Far from the storied hollows of Appalachia, and well before the Rev. Jeremiah Wright lit up the cable news channels or the “elitist” label was fixed to Barack Obama’s lapel right where his flag pin ought to have been, a group of older white voters drew a firm line on his candidacy. On Feb. 5, Mr. Obama prevailed by just 10,000 votes in Missouri, a general election swing state. His victory margin was cramped by the fact that he lost white voters over age 60 by nearly 40 percentage points, 67 percent to 28 percent. And it had nothing to do with bowling.

It’s possible that older white people just don’t know where Barack Obama is coming from. Then again, perhaps the problem is they do. One useful gauge of racial tolerance over the years has been the percentage of Americans who approve of interracial marriage. In 1961, when Mr. Obama’s African father and white mother were married, they joined an exceedingly small and extremely unpopular minority. According to the 1960 census, of more than 40 million married couples living in the United States that year, a mere 51,000, or 0.1 percent, consisted of a black and a white. A Gallup poll from 1958, just three years before Mr. Obama was born, found that only 4 percent of white people approved of such marriages, one point greater than the poll’s margin of error.

Both racial attitudes and the frequency of interracial marriage have changed significantly since then. But approval is far from universal. A 2007 Gallup poll found that among whites over age 50, less than two thirds, or 64 percent, approve of marriage between a black person and a white person. Subtract a few points for those who were reluctant to appear intolerant on the survey, and you wind up with roughly 4 in 10 white people over age 50 refusing to support interracial marriage. It hardly seems far-fetched that voters who oppose black-white unions in the first place might have some difficulty supporting the product of such a union as their president.

Mr. Obama has positioned himself as a man largely freed from 400 years of racial perversity. When he speaks of racism, it’s usually as something experienced by others who came before him. The implication is that Mr. Obama himself was born too late to suffer more than random, glancing blows. Racism, it seems, is mostly something he has read about in books.

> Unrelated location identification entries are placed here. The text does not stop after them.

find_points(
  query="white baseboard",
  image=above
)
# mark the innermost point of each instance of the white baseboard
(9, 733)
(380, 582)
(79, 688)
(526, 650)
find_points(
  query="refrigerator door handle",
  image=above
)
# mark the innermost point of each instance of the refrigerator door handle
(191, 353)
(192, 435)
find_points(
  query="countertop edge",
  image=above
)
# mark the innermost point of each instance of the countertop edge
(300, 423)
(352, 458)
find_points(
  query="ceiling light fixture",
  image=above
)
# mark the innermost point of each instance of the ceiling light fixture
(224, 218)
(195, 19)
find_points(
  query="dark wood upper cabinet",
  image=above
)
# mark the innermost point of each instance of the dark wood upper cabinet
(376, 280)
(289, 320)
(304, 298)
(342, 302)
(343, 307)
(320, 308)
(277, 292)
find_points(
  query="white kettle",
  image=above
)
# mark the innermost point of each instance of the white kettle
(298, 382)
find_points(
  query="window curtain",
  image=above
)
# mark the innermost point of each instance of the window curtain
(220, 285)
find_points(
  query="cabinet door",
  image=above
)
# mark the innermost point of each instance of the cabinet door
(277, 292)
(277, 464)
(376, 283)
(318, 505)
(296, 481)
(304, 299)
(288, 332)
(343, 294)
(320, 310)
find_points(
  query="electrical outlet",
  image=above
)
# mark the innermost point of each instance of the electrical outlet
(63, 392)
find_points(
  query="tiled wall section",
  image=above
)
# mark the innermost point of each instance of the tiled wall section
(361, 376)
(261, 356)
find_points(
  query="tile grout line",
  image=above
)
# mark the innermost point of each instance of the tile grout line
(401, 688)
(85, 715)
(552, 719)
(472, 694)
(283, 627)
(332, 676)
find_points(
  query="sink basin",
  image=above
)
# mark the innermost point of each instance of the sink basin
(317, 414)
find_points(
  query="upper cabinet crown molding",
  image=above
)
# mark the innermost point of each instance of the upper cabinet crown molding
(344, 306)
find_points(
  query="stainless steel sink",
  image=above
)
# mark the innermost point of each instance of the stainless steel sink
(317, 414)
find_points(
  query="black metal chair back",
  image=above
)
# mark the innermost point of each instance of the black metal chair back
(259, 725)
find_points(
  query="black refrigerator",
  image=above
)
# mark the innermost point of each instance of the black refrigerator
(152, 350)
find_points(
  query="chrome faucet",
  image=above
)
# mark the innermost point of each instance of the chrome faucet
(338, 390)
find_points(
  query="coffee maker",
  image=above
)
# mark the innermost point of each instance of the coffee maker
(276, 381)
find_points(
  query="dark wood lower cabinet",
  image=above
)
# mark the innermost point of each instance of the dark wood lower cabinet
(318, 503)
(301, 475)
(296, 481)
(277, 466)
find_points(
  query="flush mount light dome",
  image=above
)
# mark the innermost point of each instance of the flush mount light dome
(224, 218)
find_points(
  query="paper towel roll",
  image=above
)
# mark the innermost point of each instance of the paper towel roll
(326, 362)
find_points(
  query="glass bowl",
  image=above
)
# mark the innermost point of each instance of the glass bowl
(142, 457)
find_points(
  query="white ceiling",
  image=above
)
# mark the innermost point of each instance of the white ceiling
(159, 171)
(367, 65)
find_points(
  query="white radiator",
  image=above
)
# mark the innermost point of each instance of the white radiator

For Mr. Obama, this is a shrewd political stance. But can it really be an accurate description of his 46 years? To accept that, we must believe that the young Obama, a political prodigy in formation, remained insensitive to the opprobrium society heaped upon his own family, whose multiracial composition was opposed by a majority of Americans — and despised by a vocal white supremacist element —through much of his life. It wasn’t until 1997 that a Gallup poll registered white majority support for black-white unions, by which time Mr. Obama was 35. Even in the Gallup survey taken last year, only three-quarters of Americans said they approved of mixed marriages. In a nation of 300 million, that leaves quite a large helping of racial ambivalence and obstinacy still on the table.

Mr. Obama’s self-described “improbable journey” to the Democratic nomination has confounded many assumptions about race and the American electorate. Many white primary voters, especially the young, clearly considered Mr. Obama’s race an asset to cheer rather than an obstacle to overcome. And Mr. Obama now has an opportunity to draw support from ideological and religious conservatives who are racial liberals, a seemingly expanding minority discomfited by the American, and more recent Republican, histories on race.

To realize his ambition, however, Mr. Obama must not only soothe the racial rear guard, whose anxieties can so easily leach into the electoral mainstream, he must pretend their prejudice is the faint residue of a bygone era. Every candidate for president offers plans for taxes and spending. But who other than Mr. Obama has offered to wash away so many sins with one stroke? Is it any wonder he is the subject of Christian iconography — both sincere and mocking?

As a young man, Mr. Obama recognized that he would have difficulty functioning as half white, half black in a racially polarized society. He made a choice, one predetermined to a significant degree by the color of his skin. If the wounds from that painful process and from his racially complicated youth seem to have magically healed, it’s not because he has rolled away the heavy stone of prejudice and ushered in a post-racial morning in America. It’s because Mr. Obama views public denial of his own life experience as a political imperative. To succeed, he has trained his formidable will not just on changing the future, but the past.